Navy Admiral Mike Mullen said:
It sickened me yesterday to see security personnel, including members of the National Guard, forcibly and violently clear a path through Lafayette Square to accommodate the President’s visit outside St. John’s Church.
Now, look at what the Generals are doing: While they minimize the lawbreaking violence of the demonstrators, they then accuse their own National Guard of being violent when it moved the protesters out of the President’s path, so that he could reach the church.
Air Force General Richard Myers said:
The first thing was just absolute sadness that people aren’t allowed to protest and that, as I understand it, that was a peaceful protest that was disturbed by force, and that’s not right.
Well, perhaps General Myers should have looked a little more closely at what was going on, because arson, the burning of a major historic landmark is not a “peaceful protest.”
William Perry, former defense secretary under Clinton, joined in by saying:
I am outraged at the deplorable behavior of our President and Defense Secretary Esper, threatening to use American military forces to suppress peaceful demonstrators exercising their constitutional rights.
Again, repeatedly we hear this “peaceful demonstrators” applied to these violent rioters.
Finally, on June 5th, Leon Panetta and Chuck Hagel, former defense secretaries for Barack Obama, joined 87 former defense officials in an open letter published in the Washington Post saying, “We are alarmed at how the President is betraying his oath by threatening to order members of the U.S. military to violate the rights of their fellow Americans.” Of course, President Trump has never threatened to order members of the military to violate anyone’s rights.
Invoke Article 88 of the Uniform Code of Military Justice
The declarations of these military officials appear calculated to undermine the President’s authority to quell domestic disturbances. By suggesting that invoking the Insurrection Act is illicit, and by downplaying widespread urban terror, these officials have placed their imprimatur on the violent criminal behavior. Article 88 of the Uniform Code of Military Justice (UCMJ) prohibits retired officers from using contemptuous words against the President of the United States. It is difficult to justify legally many of these officers’ comments. In many instances, the contemptuousness toward the President appears to violate criminal law.

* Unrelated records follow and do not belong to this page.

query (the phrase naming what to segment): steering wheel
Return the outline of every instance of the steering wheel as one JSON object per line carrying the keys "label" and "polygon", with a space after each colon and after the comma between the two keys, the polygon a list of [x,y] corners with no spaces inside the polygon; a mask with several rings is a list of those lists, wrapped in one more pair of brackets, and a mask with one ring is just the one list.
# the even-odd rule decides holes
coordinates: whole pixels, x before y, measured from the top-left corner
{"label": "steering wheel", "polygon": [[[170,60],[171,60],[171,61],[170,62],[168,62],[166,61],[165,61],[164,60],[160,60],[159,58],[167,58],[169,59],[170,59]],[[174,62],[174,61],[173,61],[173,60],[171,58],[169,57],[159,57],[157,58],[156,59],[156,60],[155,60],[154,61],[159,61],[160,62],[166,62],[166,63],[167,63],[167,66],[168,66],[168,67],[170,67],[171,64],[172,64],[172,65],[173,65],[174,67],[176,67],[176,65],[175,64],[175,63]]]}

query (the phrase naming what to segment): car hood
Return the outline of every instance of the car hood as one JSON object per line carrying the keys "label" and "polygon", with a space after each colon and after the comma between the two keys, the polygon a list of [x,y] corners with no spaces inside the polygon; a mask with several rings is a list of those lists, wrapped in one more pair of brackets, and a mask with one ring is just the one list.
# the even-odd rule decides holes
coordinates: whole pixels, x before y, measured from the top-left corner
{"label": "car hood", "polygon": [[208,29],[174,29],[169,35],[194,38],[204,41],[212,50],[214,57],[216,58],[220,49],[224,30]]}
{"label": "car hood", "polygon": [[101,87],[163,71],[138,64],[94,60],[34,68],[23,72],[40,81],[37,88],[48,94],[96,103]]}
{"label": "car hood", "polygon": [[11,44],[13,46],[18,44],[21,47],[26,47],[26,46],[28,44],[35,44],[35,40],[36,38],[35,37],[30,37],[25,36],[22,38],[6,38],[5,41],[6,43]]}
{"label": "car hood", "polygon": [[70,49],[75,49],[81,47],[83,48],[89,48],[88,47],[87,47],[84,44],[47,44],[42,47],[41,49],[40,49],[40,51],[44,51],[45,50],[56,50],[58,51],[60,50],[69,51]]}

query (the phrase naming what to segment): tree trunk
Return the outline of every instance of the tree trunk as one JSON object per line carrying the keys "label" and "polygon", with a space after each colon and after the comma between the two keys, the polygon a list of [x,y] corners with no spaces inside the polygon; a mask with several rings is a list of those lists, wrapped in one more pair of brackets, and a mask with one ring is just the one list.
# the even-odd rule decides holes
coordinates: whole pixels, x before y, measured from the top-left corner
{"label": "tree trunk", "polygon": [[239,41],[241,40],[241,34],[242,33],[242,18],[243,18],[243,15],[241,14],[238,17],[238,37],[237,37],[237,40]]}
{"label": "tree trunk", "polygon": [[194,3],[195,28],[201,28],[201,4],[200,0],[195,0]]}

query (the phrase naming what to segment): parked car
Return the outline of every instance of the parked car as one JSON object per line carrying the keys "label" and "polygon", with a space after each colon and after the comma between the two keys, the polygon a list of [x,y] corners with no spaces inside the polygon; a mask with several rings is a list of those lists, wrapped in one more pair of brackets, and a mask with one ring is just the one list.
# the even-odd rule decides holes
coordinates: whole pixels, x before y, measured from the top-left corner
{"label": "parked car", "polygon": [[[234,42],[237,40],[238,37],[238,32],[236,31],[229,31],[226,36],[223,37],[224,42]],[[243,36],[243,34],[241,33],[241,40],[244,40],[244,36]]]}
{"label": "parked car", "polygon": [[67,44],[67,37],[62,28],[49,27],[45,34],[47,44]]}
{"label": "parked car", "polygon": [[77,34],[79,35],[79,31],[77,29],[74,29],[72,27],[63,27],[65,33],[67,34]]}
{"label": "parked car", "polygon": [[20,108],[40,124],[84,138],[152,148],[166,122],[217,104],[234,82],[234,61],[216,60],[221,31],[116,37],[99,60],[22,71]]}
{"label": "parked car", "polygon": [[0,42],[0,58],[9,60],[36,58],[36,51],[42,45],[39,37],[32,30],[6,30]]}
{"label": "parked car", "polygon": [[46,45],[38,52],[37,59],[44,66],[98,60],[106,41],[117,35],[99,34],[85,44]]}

Taken together, the coordinated release of scathing remarks by senior officials, coupled with publication of a letter advocating a military coup, suggests a deep sickness within the Pentagon and within our constitutional structure. To my knowledge, neither the Secretary of Defense nor the service chiefs have taken action against the widely publicized talk of military insurrection. General Milley should refer the colonels’ letter to the Legal Counsel for the Joint Chiefs to determine whether its publication violates the UCMJ.
Beyond that, Secretary of Defense Mark Esper has an obligation to issue a grave warning against officers, both active and retired, who seek to overthrow the President of the United States using armed force. Those retired officers who have published contemptuous words against the President of the United States should be issued permanent letters of reprimand, cautioning against criminal violations of Article 88, UCMJ. They should be reminded that Article 88 applies to retired officers and that the law was enacted because undermining the authority of the commander-in-chief presents a clear and present danger to the survival of our Republic. The Department of Defense must act resolutely to restore public confidence. Americans deserve assurance that our nation will not be overthrown by a military cabal.